Parents need take responsibility Saturday, 05 November 2011 03:28
Parents, together with schools and the Supreme Education Council, need to take on the responsibility of passing on Qatar’s heritage to the younger generation, said Hammad Almuhanadi (pictured), the Director of Heritage Department of the Ministry of Culture, Arts and Heritage.
Speaking to The Peninsula, Almuhanadi said that Qatar’s society is undergoing rapid changes, and its effects can be seen on the popular culture. “During Gharanga’aw, for instance, you now see children wearing Mickey Mouse and Spiderman costumes, instead of the traditional attire,” he said. Gharanga’aw is a local festival that takes place on the evening of 15 Ramadan, in which children gather in groups and walk from one house to another as they collect sweets and dried fruits.
Because of satellite TV and the influx of modern technology, people are drifting away from their culture, Almuhanadi said, and in such an environment, cultural practices face the risk of dying out.
“We need to take steps to ensure that our cultural heritage does not disappear in the wake of modernization,” he said, while adding that institutes can play a central role in imparting an education that values heritage, which will in turn give children a vision of the future.
The director noted that he was not against progress and development. Because of education, the Qatari youth is more empowered today than ever before. “Most of the youngsters are travelling to different countries for higher education. They speak fluent English, French and other languages. This social development has helped us in spreading our message to the world.”
In a survey conducted by the Ministry, it was found that some Qatari parents had little interest in passing on the oral history of their forefathers to the children. “Culture can help us to raise our children. The folklores, games and songs, each of them carries great educational value,” said Almuhanadi. The survey also revealed that the expatriate communities were keener on learning about the culture of Qatar, which is why the Ministry hopes to initiate programs related to local heritage and culture in the expatriate school as well.

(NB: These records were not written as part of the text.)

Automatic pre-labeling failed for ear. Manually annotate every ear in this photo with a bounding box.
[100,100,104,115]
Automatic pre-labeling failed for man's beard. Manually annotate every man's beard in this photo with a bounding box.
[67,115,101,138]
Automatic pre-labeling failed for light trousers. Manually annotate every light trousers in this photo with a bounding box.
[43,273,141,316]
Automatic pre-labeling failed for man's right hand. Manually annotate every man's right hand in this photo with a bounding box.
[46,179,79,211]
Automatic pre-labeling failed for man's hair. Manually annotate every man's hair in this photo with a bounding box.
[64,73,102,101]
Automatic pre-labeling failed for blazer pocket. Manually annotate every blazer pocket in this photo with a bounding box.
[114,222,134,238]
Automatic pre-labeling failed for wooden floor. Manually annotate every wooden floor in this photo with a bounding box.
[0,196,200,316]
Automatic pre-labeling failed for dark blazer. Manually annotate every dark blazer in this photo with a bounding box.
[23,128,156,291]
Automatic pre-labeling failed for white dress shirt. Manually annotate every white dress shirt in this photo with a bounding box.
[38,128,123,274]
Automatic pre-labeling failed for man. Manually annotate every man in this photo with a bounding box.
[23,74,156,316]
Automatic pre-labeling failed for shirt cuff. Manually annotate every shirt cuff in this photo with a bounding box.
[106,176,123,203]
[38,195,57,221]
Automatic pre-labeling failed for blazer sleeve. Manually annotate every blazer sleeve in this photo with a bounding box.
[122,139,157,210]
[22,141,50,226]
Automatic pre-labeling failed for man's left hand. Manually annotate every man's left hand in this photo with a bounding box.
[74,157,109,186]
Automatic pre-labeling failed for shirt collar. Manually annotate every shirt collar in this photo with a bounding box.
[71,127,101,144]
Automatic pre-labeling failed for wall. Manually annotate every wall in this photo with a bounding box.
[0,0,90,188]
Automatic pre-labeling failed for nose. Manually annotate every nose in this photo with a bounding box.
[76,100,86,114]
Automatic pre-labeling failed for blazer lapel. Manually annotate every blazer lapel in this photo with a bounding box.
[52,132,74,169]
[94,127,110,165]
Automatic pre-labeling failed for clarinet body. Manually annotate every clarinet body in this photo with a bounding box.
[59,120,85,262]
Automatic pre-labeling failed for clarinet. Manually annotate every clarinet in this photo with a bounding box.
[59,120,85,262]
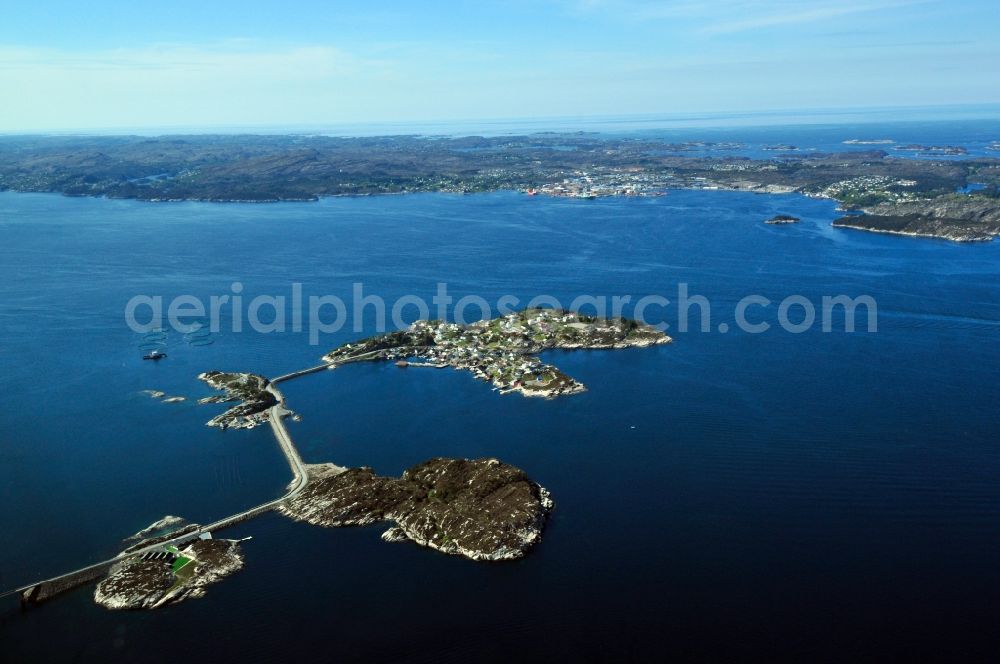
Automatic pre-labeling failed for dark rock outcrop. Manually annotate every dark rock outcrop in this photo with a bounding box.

Speaking about the steps that need to be taken to preserve Qatar’s heritage and national identity, the minister said that the focus so far has been on tangible forms of heritage. In Sheikh Faisal Bin Qassim Al-Thani Museum, one of the country’s most popular private museums, rare artifacts of Qatar’s heritage can be found. However, Almuhanadi said that there was a greater need to preserve the intangible cultural heritage. “The ministry publishes newsletters and magazines in Arabic and English to create more awareness about the local culture. We want people to know that our heritage is very rich.”